Q. I have invested in a variable annuity through Fidelity for my 11 year old daughter. The reason I have done this is that I feel pensions won’t exist 50 years from now, when she will be eligible to withdraw from the annuity. I started this annuity for her when she was 8. It currently has about $20,000 dollars in it. The money in the annuity is almost 100 percent contributions. It did show gains until the crash. I also have about $9,000 in a fund with T. Rowe Price that mirrors the S&P 500.

The annuity with Fidelity is in four subaccounts. Most of the money is in a Fidelity Funds Manager fund with an expense ratio of 0.94 percent. It also has Fidelity Real Estate, which has an expense ratio of 0.90 percent; Lazard Retirement Emerging Markets Debt, which has an expense ratio of 1.3 percent; and Morgan Stanley Emerging Markets Equity which has an expense ratio of 1.60 percent.

I can contribute $300 to $400 a month. I have other ways to fund her college (529, cash, etc.), her car and housing.

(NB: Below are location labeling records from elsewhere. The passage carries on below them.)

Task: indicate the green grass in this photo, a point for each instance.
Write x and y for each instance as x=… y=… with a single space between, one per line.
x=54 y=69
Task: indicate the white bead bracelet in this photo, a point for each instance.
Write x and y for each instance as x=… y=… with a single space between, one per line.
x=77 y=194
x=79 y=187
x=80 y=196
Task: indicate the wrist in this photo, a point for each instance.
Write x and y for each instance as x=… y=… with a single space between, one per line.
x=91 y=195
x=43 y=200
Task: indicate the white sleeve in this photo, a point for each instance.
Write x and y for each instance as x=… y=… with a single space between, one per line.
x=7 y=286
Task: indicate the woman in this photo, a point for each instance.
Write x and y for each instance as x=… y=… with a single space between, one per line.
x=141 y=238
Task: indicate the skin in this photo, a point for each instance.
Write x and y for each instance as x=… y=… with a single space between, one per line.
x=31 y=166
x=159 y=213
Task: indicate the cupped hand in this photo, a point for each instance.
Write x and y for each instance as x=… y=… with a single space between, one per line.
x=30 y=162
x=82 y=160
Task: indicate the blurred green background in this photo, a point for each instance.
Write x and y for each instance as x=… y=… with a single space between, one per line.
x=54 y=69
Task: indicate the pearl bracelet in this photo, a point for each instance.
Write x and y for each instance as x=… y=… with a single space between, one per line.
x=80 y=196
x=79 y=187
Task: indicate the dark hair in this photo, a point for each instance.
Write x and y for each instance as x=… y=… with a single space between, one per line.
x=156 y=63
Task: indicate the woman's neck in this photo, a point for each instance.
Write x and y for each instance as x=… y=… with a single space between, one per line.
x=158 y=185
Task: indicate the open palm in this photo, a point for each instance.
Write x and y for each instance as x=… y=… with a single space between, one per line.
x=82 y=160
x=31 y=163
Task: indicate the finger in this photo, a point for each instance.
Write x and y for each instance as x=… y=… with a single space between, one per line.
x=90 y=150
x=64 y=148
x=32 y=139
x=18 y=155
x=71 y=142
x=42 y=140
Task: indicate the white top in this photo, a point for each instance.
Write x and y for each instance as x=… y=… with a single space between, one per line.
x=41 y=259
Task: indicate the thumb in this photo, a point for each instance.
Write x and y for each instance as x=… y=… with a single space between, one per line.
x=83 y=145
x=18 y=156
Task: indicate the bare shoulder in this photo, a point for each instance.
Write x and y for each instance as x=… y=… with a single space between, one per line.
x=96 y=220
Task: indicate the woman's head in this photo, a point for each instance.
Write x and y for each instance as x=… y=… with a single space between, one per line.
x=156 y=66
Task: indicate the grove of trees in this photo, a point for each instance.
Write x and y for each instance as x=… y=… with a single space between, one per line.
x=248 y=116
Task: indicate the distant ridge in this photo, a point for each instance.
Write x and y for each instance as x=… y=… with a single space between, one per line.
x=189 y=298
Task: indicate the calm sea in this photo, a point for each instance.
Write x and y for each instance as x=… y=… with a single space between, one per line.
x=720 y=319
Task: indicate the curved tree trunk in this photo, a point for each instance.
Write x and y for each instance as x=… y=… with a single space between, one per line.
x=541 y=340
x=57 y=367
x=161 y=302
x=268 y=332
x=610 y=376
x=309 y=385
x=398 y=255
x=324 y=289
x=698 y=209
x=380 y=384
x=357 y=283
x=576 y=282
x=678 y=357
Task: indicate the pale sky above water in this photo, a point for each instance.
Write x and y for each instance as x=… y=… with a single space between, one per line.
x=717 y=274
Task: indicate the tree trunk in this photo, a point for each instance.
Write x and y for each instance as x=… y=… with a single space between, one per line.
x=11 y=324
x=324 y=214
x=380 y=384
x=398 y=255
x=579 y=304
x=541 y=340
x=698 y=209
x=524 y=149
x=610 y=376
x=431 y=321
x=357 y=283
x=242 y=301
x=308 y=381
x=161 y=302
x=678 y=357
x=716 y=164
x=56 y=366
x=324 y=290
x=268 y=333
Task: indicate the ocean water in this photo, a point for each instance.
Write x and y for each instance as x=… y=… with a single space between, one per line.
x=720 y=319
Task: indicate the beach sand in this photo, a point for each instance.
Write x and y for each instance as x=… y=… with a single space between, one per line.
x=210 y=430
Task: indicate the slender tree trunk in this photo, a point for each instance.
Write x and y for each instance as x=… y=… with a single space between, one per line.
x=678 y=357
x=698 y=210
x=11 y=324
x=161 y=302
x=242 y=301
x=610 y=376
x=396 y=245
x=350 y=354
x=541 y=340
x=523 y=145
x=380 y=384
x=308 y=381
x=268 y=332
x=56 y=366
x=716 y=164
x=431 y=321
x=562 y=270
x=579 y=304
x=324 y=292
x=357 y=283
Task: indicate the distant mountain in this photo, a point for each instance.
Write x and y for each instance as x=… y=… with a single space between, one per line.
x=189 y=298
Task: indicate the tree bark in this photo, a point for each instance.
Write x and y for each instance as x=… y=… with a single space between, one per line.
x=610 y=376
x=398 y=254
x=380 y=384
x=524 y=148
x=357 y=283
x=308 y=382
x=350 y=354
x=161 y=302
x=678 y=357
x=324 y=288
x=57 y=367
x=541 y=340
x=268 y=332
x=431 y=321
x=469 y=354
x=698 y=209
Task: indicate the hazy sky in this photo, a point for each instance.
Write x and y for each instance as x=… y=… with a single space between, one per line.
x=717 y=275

My question ONLY concerns her pension fund. Should I stick with the annuity, or go with the index fund? —J.R., by email

A. When you are trying to think that far ahead, it’s good to think about the consequences of a period of time that long— basically, you’re talking about a period of at least 50 years.

The first reality is that each of the managed funds you own will likely have 7 or more different managers over that period. While one of them may be able to provide superior performance, it’s a virtual certainty that most won’t. Add the hefty additional expenses you are paying for management and it is nearly certain that the gains in each fund will be below an index fund in the same category.

So what you need is a low cost variable annuity built to hold index funds. Fidelity offers the low cost variable annuity part. In September, Fidelity reduced the insurance expense on its variable annuity from 35 basis points to 25 basis points (There are 100 basis points in 1 percentage point.). This is a fraction of what most variable annuities charge. The difference, which is about 1 percentage point a year, makes the Fidelity product a great choice for 1035 exchanges from other variable annuities with high insurance charges.

Unfortunately, Fidelity doesn’t have the second part— low cost index funds to put inside the annuity wrapper. The least expensive of your choices is just under 1 percent a year. Since you know that management choices will be meaningless over such a long period, you also need a product with as many low cost index funds as possible.

You can get that from Vanguard. Their variable annuity has insurance expenses of 0.19 percent and an account expense of 0.10 percent— in the same league as Fidelity. They don’t offer a wide variety of index funds, but the expense ratios on all their funds are low. Put it all together and your total annual expenses will average about 0.60 percent. This is about half of what you’ll pay, all-in, for the Fidelity annuity if you choose their lowest-cost funds. Fidelity, in turn, is about half the all-in cost of a typical variable annuity.

Now let’s see the difference over 50 years. A $10,000 investment in a portfolio with an expected return before fees of 8 percent will accumulate to:

  • $354,988 after expenses of 0.6 percent in the Vanguard variable annuity;
  • $268,264 after expenses of 1.20 percent in the Fidelity variable annuity,
  • $152,474 after expenses of 2.4 percent in a typical variable annuity sold by a commissioned sales person.

I don’t think you need to ponder too long which will be the best choice for your daughter. The differences here are probably the reason Albert Einstein once declared compound interest the 8th wonder of the world.

It’s also a good thing you don’t have all of the money in a variable annuity. Remember, you can’t withdraw money from these accounts before age 59 ½ without paying a penalty. So it’s a smart idea to have some additional money put aside in a tax-efficient and low cost index fund. Here, you would do best with an exchange traded fund such as the Vanguard Total Stock Market Index ETF (ticker: VTI, expense ratio 0.07 percent) or the Schwab U.S. Broad Market Index ETF (ticker: SCHB, expense ratio 0.06 percent).